The Court rejected the government’s argument that Congress “must be presumed” to have enacted § 853 with the implicit understanding that conspiracy liability dictates that co-conspirators are legally responsible for each other’s foreseeable actions. The Court found that the plain text and structure of § 853 demonstrate that Congress did not intend to impose Pinkerton liability in this context.

What May Honeycutt Mean for Other Areas of the Law?

In SEC v. Contorinis, the Second Circuit found in 2014 that the tipper in an insider trading case, Joseph Contorinis, was required to disgorge all the profits he generated, rather than simply the profits he personally realized.  Contorinis, an investment bank executive, acquired material nonpublic information about a transaction involving Albertson’s.  Contorinis used this information to trade in one of the investment bank’s funds to make unlawful profits of $7,304,738.  However, Contorinis only personally realized $427,875 in compensation from this windfall for his firm.

Businessmen whispering

Contorinis was indicted and convicted after trial of securities fraud and conspiracy to commit securities fraud. Initially, Contorinis was ordered to forfeit the full amount of money he made for the fund and the losses he was able to avoid, totaling more than $12 million.  On appeal, the Second Circuit held that Contorinis could not be ordered to forfeit proceeds that went to an innocent party and that he never personally possessed.  Ultimately, Contorinis was ordered to forfeit $427,875.

The SEC brought a civil complaint against Contorinis and sought disgorgement of the unlawful profits he made for the investment bank’s fund. The district court agreed with the SEC that Contorinis should disgorge this full amount and Contorinis appealed to the Second Circuit arguing that ordering him to disgorge the entire amount gained through his insider trading “is a misapplication of the disgorgement principle.”

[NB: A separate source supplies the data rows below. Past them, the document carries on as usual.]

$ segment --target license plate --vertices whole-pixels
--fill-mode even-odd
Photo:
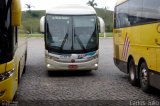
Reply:
[[[78,66],[77,66],[77,65],[68,65],[68,68],[69,68],[69,69],[77,69]]]

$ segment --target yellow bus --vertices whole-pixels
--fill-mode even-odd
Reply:
[[[27,40],[18,37],[21,21],[19,0],[0,3],[0,104],[12,101],[17,91],[27,56]]]
[[[145,92],[160,89],[160,0],[118,0],[114,63]]]

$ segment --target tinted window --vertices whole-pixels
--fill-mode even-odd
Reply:
[[[125,2],[119,6],[116,7],[116,27],[126,27],[129,26],[129,20],[128,20],[128,2]]]
[[[129,0],[128,20],[130,25],[141,23],[142,0]]]
[[[160,0],[143,0],[143,22],[160,20]]]

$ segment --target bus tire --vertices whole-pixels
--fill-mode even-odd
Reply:
[[[149,85],[149,71],[147,64],[143,62],[140,65],[140,73],[139,73],[139,78],[140,78],[140,86],[142,91],[144,92],[149,92],[150,90],[150,85]]]
[[[129,65],[128,65],[128,69],[129,69],[129,81],[133,86],[137,85],[137,78],[136,78],[136,67],[135,67],[135,63],[134,60],[131,59],[129,61]]]

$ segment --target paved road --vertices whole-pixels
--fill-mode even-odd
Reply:
[[[112,44],[111,38],[100,39],[98,70],[91,73],[60,72],[49,76],[44,66],[43,39],[29,39],[27,70],[21,79],[16,100],[20,105],[28,106],[145,106],[152,102],[160,105],[158,90],[151,94],[142,92],[139,87],[131,86],[128,76],[115,67]]]

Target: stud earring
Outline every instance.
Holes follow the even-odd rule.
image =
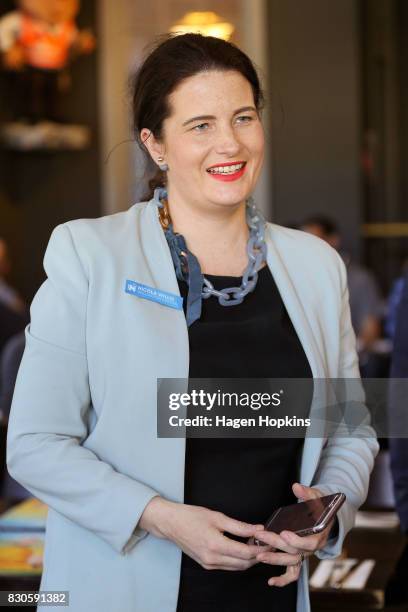
[[[164,157],[160,156],[157,158],[157,162],[159,164],[159,168],[162,172],[167,172],[167,170],[169,169],[168,165],[166,163],[163,164],[164,162]]]

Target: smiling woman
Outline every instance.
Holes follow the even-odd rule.
[[[158,438],[157,379],[358,377],[344,265],[256,209],[263,95],[240,49],[165,37],[133,88],[148,201],[53,232],[13,398],[8,468],[49,506],[41,589],[72,612],[309,612],[302,561],[339,554],[373,431]],[[319,535],[263,531],[335,492]]]

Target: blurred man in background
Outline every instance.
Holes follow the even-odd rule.
[[[13,287],[7,283],[7,276],[11,270],[11,262],[7,243],[0,238],[0,302],[14,312],[24,314],[26,305]]]
[[[309,217],[299,229],[318,236],[340,251],[340,233],[331,219],[324,216]],[[363,353],[370,351],[375,341],[381,336],[381,319],[384,308],[377,283],[371,272],[352,262],[344,253],[341,255],[347,267],[351,320],[357,336],[357,347],[359,353]]]

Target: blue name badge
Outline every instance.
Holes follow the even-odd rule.
[[[175,293],[168,293],[167,291],[149,287],[149,285],[142,285],[142,283],[131,280],[126,281],[125,291],[130,295],[142,297],[169,308],[175,308],[176,310],[183,309],[183,298]]]

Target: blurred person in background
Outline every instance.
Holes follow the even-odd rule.
[[[389,419],[390,467],[394,484],[395,506],[401,530],[408,538],[408,406],[407,386],[399,379],[408,381],[408,273],[403,278],[399,299],[394,346],[391,362]],[[403,433],[405,437],[398,438]],[[386,592],[388,604],[408,602],[408,540]]]
[[[25,346],[24,332],[12,336],[4,345],[0,353],[0,415],[1,415],[1,448],[5,449],[7,423],[10,413],[11,401],[13,399],[14,385],[17,378]],[[5,453],[2,455],[1,469],[3,470],[1,497],[7,504],[13,505],[30,497],[31,494],[18,482],[11,478],[6,469]]]
[[[360,366],[366,376],[375,374],[375,365],[369,363],[369,355],[381,337],[384,305],[373,274],[362,265],[353,262],[341,251],[341,237],[336,223],[324,215],[308,217],[300,229],[321,238],[339,251],[347,268],[347,282],[350,293],[351,321],[357,337]]]
[[[26,305],[16,289],[7,282],[11,271],[9,249],[4,238],[0,238],[0,302],[14,312],[25,313]]]

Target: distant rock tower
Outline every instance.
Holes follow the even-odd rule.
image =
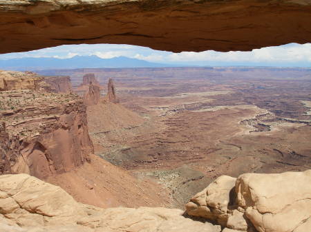
[[[97,85],[90,83],[88,91],[83,96],[83,102],[85,105],[97,105],[100,102],[100,89]]]
[[[115,87],[113,85],[113,82],[112,78],[109,78],[109,81],[108,81],[108,92],[107,92],[107,96],[106,96],[107,101],[113,103],[119,103],[119,101],[117,98],[117,96],[115,96]]]

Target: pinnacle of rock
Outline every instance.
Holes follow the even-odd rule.
[[[106,98],[107,101],[111,103],[117,103],[119,102],[117,96],[115,96],[115,89],[112,78],[109,78],[109,81],[108,81],[108,91]]]
[[[85,105],[97,105],[100,102],[100,89],[91,81],[88,86],[88,91],[84,94],[83,101]]]

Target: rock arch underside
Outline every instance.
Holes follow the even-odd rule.
[[[0,53],[123,43],[172,52],[311,41],[308,0],[0,0]]]

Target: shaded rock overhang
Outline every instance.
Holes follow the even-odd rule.
[[[0,53],[80,43],[179,52],[308,42],[310,0],[0,0]]]

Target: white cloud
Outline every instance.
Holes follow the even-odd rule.
[[[164,60],[164,57],[162,55],[157,54],[151,54],[148,56],[144,56],[140,54],[136,54],[132,58],[153,62],[162,62]]]
[[[251,52],[183,52],[167,56],[170,61],[311,61],[311,44],[254,49]]]
[[[209,63],[261,63],[279,64],[303,63],[311,66],[311,43],[290,43],[278,47],[254,49],[250,52],[219,52],[205,51],[201,52],[184,52],[173,53],[157,51],[149,48],[117,44],[81,44],[62,45],[27,52],[1,54],[0,59],[21,57],[70,58],[75,55],[96,55],[109,59],[116,56],[136,58],[151,62],[207,65]]]

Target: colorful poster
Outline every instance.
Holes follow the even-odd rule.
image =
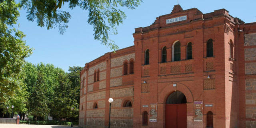
[[[202,101],[194,101],[194,121],[203,121],[203,106]]]
[[[156,122],[156,118],[157,114],[157,104],[150,104],[150,116],[149,117],[150,122]]]

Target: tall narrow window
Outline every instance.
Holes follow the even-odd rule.
[[[176,42],[174,44],[174,61],[180,60],[180,42]]]
[[[212,39],[210,39],[207,41],[207,57],[213,56],[213,44]]]
[[[149,64],[149,50],[147,49],[145,53],[145,64]]]
[[[187,59],[192,59],[192,43],[189,42],[187,46]]]
[[[166,62],[167,53],[166,47],[165,46],[162,51],[162,63]]]
[[[98,69],[97,72],[97,81],[100,80],[100,69]]]
[[[95,70],[94,71],[94,82],[96,82],[97,81],[97,73],[96,72],[96,70]]]
[[[207,112],[206,128],[213,128],[213,113],[211,111]]]
[[[230,49],[230,58],[234,58],[234,51],[233,51],[233,42],[232,42],[232,40],[230,40],[230,44],[229,44],[229,49]]]
[[[142,114],[142,125],[148,125],[148,112],[144,111]]]
[[[133,73],[133,60],[131,60],[130,62],[130,74]]]
[[[126,75],[127,74],[127,70],[128,70],[128,66],[127,66],[127,62],[125,62],[124,64],[124,75]]]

The Second Circuit rejected Contorinis’ claim. The Second Circuit began its analysis by noting that in past insider trading cases that Court had held: “[a] tippee’s gains are attributable to the tipper, regardless whether benefit accrues to the tipper.”  The Second Circuit found that it is entirely appropriate in the insider trading context to hold a tipper responsible for a tippee’s gains, because there are circumstances, like this one, where a tipper tips intending for that person to benefit.  The Second Circuit also distinguished civil disgorgement from criminal forfeiture on the grounds that “disgorgement is an equitable remedy that prevents unjust enrichment, and criminal forfeiture a statutory legal penalty imposed as punishment.”

Because the decision in Honeycutt is largely based on the statutory language of 21 U.S.C. § 853, it may not have much applicability to other contexts like civil insider trading.  But the policy arguments against joint and several liability made in this case are certainly applicable.  It will be interesting to see whether courts will give arguments by civil defendants like Contorinis more sway in the future.